The authors collected soil samples at 20 cm depth in February 2020, and measured the heavy metals concentrations and spectral data (ASD FieldSpec 4 Spectrometer) under laboratory conditions. The GF-5 AHSI imagery was obtained at 13:33:30 on 19 March of 2020. The direct standardization (DS) algorithm was introduced to calibrate the Gaofen-5 (GF-5) hyperspectral image based on the measured spectra of samples. The spectral reflectance of the GF-5 hyperspectral image was reconstructed using continuous wavelet transform (CWT) at different scales. The characteristic bands of GF-5 were selected by the Boruta algorithm. The RF, ELM, SVM, and BPNN algorithms were used to predict the heavy metals concentrations. The optimal model was determined by the coefficient of determination (R2), root means square error (RMSE), and means absolute error (MAE). Finally, the spatial distributions of soil heavy metals concentrations in this study were mapped.

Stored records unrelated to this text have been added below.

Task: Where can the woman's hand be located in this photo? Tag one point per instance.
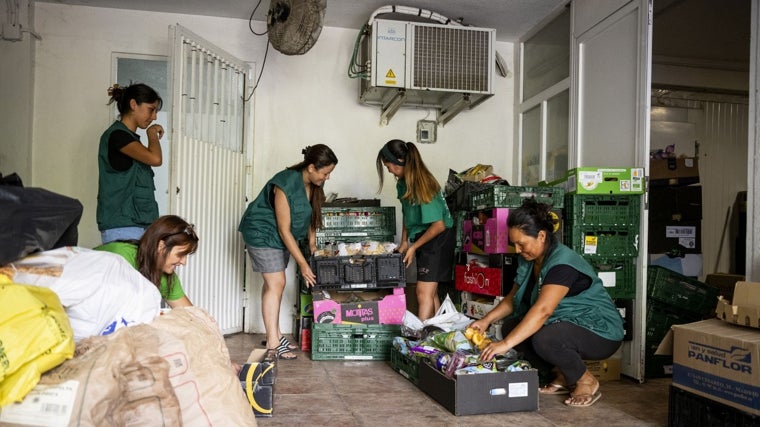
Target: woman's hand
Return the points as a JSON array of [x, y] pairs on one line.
[[308, 276], [409, 255], [491, 350], [155, 131]]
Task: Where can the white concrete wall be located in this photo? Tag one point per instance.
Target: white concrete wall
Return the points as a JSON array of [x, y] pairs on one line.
[[301, 100]]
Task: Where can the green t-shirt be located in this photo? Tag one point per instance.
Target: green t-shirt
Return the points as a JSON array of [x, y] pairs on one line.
[[417, 218], [129, 252]]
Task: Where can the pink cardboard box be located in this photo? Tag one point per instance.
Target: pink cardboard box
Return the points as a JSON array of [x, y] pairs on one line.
[[486, 232], [367, 307]]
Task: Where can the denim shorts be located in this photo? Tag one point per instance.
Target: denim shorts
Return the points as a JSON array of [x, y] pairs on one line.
[[268, 260]]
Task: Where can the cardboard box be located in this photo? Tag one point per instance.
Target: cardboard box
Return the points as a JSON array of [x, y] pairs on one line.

Fig. 2. Flowchart of the study.
[Results]
Fig. 3. Spectral reflectance curves of 110 soil samples and the evaluation of the DS algorithm in calibrating field spectra retrieved from GF-5 AHSI image. (a) laboratory spectra measured by ASD, (b) field spectra retrieved from GF-5 AHSI image, (c) field spectra calibrated by DS algorithm using laboratory spectra, and (d) spectral angles mapper (θ) used to evaluate the performance of the DS algorithm.
Fig.4. The accuracy evaluation of estimation models at each decomposition scale of CWT.
Fig.5. Scatter plots of the optimal estimation model for Zn, Ni, and Cu concentrations
Fig. 6. The spatial distribution maps of heavy metals in the study area.
[Conclusions]
(1) CWT can effectively eliminate the noise of satellite hyperspectral data, and the Boruta algorithm can be used to extract the characteristic bands effectively. The Boruta algorithm eliminates redundant hyperspectral data and effectively retains the integrity of the hyperspectral data and the physical meaning of the original bands. The DS algorithm was feasible and reliable in calibrating GF-5 AHSI images for estimating heavy metals concentrations. The estimation accuracy was significantly improved by using the DS algorithm. For Zn, Ni, and Cu, the Rv2 were 0.77 (RF), 0.62 (RF), and 0.56 (ELM), respectively.
(2) The distribution trends of heavy metals were almost consistent with the results of actual ground measurements.
(3) The opencast coal mine activities may be the main source of soil heavy metals contamination in the mining area, and vehicle emissions, dust, wastewater, and garbage disposal may be other possible reasons for heavy metals pollution of the research area.
This paper revealed that the GF-5 can be one of the reliable satellite hyperspectral imagery for mapping soil heavy metals. The workflow and methods proposed by the current study can supply scientific support for estimating soil heavy metals concentrations at continuous scales.